Postnatal handling has been shown to attenuate some of the deficits in developmental outcome observed following prenatal ethanol exposure (E) although it appears to be ineffective at ameliorating the hypothalamic-pituitary-adrenal (HPA) hyperresponsiveness to stressors that has been observed in adult E animals. However, the effects of postnatal handling on central regulation of HPA activity in E animals, particularly with regard to alterations in steady-state hypothalamic corticotropin-releasing factor (CRF) activity, have not been examined.

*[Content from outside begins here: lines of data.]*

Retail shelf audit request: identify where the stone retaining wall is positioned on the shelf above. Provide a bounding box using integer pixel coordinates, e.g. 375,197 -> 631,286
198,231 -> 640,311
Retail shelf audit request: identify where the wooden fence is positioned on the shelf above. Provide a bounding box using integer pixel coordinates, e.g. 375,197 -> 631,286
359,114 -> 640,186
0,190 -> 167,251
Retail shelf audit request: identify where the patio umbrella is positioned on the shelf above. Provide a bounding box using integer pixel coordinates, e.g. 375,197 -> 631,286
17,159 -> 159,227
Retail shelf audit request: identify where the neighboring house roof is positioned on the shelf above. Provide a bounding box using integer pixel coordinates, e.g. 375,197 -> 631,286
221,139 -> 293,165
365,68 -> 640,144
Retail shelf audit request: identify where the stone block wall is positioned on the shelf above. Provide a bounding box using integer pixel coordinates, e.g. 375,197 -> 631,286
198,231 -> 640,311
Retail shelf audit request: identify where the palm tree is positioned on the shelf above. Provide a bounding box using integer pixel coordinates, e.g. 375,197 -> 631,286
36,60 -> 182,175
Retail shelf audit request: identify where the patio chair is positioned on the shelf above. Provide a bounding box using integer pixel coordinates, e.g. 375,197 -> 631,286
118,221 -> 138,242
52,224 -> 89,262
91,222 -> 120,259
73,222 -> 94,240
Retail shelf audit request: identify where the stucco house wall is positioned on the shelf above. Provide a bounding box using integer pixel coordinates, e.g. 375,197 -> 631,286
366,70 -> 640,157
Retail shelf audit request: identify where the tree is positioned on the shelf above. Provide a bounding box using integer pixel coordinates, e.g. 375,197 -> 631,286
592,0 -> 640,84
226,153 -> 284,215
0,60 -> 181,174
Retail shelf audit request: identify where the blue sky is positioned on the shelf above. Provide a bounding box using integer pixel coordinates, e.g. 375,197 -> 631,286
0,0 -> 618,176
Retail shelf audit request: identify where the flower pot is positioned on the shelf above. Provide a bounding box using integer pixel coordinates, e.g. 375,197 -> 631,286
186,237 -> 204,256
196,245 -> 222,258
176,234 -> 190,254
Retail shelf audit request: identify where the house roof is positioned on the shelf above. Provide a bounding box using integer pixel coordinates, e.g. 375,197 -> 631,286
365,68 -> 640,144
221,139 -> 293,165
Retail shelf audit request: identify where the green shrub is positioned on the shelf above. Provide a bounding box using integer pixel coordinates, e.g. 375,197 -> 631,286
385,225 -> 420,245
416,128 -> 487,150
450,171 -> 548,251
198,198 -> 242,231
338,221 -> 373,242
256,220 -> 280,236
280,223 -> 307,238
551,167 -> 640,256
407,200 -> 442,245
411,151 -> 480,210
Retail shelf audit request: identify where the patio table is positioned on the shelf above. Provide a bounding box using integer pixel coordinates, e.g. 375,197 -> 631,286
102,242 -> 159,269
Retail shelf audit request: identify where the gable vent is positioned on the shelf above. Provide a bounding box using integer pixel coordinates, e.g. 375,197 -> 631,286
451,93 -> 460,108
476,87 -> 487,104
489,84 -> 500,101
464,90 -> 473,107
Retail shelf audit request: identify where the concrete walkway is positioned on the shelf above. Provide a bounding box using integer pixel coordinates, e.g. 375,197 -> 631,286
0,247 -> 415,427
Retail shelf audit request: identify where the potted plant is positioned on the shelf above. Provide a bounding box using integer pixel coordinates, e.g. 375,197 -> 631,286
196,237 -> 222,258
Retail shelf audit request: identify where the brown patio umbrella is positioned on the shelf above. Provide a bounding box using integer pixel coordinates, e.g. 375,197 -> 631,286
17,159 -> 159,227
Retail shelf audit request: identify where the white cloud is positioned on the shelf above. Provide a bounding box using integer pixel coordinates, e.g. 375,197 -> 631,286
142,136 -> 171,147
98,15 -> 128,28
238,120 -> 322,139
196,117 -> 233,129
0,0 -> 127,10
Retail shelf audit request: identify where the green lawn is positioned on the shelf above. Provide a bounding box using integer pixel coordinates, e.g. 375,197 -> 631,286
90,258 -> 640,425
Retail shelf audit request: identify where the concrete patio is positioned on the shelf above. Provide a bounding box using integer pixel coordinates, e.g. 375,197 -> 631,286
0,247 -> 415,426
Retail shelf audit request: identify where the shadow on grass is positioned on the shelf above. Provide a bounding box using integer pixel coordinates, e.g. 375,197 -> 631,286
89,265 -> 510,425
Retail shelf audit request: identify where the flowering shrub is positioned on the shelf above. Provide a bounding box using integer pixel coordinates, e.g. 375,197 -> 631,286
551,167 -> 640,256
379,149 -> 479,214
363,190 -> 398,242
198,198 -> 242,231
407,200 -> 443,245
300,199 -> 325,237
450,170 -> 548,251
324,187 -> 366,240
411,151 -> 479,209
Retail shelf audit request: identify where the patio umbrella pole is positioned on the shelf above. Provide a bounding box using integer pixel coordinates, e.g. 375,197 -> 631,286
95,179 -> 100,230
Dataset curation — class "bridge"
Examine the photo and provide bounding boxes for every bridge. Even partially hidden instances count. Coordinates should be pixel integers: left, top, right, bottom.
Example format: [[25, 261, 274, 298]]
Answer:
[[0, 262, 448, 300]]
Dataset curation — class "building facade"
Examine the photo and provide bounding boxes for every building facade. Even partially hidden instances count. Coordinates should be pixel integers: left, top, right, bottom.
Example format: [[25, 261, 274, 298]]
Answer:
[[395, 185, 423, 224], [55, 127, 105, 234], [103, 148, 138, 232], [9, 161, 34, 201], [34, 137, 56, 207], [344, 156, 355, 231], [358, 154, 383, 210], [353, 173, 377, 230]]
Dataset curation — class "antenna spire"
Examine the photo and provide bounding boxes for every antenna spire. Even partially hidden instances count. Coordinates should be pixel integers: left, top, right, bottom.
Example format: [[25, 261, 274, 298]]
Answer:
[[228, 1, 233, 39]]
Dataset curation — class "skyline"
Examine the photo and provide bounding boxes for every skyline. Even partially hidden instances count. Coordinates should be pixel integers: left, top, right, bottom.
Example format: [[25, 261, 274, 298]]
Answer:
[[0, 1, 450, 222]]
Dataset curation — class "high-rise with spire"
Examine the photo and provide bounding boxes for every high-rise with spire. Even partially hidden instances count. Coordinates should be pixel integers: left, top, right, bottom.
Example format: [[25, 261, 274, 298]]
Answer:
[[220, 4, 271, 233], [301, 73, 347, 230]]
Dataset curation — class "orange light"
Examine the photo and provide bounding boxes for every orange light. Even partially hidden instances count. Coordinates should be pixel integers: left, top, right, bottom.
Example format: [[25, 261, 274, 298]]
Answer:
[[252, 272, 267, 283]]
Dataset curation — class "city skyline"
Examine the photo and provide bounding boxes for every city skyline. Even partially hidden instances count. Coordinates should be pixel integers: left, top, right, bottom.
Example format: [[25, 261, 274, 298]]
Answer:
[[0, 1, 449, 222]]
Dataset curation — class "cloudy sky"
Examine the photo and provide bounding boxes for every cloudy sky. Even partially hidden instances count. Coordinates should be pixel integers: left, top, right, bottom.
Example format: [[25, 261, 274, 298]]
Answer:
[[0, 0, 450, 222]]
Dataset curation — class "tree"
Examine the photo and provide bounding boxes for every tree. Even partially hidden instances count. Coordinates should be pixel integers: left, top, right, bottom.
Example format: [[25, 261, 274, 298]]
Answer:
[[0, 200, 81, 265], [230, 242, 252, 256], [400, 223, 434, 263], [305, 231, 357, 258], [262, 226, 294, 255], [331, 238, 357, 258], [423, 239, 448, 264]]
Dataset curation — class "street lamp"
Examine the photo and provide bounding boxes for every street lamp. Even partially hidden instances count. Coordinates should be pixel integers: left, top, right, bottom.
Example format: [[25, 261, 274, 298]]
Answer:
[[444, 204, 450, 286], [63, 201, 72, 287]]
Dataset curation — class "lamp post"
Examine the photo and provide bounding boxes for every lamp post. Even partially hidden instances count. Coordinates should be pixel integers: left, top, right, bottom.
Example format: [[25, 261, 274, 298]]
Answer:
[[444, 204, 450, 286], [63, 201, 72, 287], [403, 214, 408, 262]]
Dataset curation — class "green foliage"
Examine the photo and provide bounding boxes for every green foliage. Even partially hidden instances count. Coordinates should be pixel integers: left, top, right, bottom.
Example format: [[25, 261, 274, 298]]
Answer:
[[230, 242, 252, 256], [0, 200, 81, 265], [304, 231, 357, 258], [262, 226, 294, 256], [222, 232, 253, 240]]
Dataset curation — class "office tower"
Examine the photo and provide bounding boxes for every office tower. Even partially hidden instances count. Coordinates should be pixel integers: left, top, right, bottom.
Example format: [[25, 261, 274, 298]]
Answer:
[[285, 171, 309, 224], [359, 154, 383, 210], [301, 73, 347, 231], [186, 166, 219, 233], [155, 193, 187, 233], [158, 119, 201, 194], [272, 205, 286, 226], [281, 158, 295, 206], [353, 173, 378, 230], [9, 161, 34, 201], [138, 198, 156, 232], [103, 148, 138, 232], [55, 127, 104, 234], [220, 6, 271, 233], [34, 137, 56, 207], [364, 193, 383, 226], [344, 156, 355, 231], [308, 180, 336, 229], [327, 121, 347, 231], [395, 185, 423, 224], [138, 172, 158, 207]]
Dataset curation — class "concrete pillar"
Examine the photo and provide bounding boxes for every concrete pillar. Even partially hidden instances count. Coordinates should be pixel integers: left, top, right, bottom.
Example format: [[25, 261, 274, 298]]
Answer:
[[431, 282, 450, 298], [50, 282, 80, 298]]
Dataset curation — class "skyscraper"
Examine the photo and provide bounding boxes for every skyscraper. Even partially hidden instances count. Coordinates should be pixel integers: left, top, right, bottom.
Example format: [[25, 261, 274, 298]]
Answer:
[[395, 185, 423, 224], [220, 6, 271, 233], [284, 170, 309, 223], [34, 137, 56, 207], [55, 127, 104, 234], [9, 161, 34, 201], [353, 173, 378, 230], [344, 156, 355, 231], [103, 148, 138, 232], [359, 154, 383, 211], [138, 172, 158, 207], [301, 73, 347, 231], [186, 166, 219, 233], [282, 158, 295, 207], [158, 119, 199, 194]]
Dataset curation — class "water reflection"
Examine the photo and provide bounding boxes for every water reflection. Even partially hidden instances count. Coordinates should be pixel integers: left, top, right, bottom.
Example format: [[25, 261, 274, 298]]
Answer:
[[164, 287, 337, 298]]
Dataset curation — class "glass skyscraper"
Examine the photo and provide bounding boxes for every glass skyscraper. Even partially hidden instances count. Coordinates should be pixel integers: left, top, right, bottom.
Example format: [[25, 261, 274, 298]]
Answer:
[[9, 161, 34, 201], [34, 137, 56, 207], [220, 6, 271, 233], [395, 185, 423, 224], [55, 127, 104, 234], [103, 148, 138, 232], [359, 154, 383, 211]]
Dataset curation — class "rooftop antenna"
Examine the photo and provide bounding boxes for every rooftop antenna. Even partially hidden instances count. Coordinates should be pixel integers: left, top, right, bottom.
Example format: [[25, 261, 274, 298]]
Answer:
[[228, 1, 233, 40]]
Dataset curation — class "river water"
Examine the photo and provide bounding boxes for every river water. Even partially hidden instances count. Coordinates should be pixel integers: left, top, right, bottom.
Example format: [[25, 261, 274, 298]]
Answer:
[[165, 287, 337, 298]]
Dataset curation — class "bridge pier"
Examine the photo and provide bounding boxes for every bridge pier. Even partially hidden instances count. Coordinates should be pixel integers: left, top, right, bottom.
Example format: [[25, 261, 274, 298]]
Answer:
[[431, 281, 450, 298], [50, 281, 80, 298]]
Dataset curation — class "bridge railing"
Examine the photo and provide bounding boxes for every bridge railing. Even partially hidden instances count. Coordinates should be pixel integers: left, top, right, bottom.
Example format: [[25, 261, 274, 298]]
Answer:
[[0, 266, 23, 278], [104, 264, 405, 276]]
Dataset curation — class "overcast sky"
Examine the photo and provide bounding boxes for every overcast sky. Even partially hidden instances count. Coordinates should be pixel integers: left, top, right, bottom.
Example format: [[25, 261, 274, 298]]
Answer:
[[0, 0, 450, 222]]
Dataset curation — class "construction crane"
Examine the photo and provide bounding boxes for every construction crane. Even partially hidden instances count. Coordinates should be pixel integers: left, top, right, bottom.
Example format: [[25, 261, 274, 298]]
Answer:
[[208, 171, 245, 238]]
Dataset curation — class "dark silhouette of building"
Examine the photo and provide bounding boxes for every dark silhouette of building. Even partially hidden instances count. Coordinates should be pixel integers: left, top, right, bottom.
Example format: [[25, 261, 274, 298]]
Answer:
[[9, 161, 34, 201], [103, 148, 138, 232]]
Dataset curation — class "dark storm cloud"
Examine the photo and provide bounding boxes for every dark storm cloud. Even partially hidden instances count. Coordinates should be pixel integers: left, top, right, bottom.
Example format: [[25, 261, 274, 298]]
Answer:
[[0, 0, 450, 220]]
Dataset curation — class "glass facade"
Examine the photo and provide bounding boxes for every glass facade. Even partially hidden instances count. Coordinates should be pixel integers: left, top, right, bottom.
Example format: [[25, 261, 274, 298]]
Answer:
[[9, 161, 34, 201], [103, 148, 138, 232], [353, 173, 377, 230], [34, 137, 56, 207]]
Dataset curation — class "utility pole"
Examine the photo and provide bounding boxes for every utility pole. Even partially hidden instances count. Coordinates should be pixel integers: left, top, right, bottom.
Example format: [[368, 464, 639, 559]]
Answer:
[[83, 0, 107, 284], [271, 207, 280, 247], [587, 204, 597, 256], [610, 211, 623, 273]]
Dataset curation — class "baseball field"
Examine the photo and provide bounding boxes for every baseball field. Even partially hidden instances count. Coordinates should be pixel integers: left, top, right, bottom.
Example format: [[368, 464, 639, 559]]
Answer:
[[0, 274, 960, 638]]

In the present study, offspring from E, pair-fed (PF), and ad-libitum-fed control (C) groups were exposed to daily handling during the first 2 weeks of life (H) or were left entirely undisturbed until weaning (NH). Basal CRF and arginine vasopressin (AVP) mRNA in the parvocellular portion of the paraventricular nucleus (pPVN) of the hypothalamus were assessed at 90-110 days of age. Prenatal ethanol exposure resulted in elevated basal pPVN CRF mRNA levels compared to those in ad-libitum-fed controls. Handling altered CRF mRNA levels in a sex-specific and prenatal treatment-specific manner. Females showed no significant effects of handling. In contrast, handling decreased CRF mRNA levels in PF and C but not E males compared to their NH counterparts. There were no effects of prenatal ethanol or postnatal handling on AVP mRNA levels. These findings indicate that prenatal ethanol exposure results in elevated basal CRF mRNA levels in adulthood and that handling appears to be ineffective in normalizing those elevations, supporting the suggestion that altered basal HPA regulation in E animals may, at least in part, underlie their HPA hyperresponsiveness to stressors.

PMID:
15939087
[PubMed - indexed for MEDLINE]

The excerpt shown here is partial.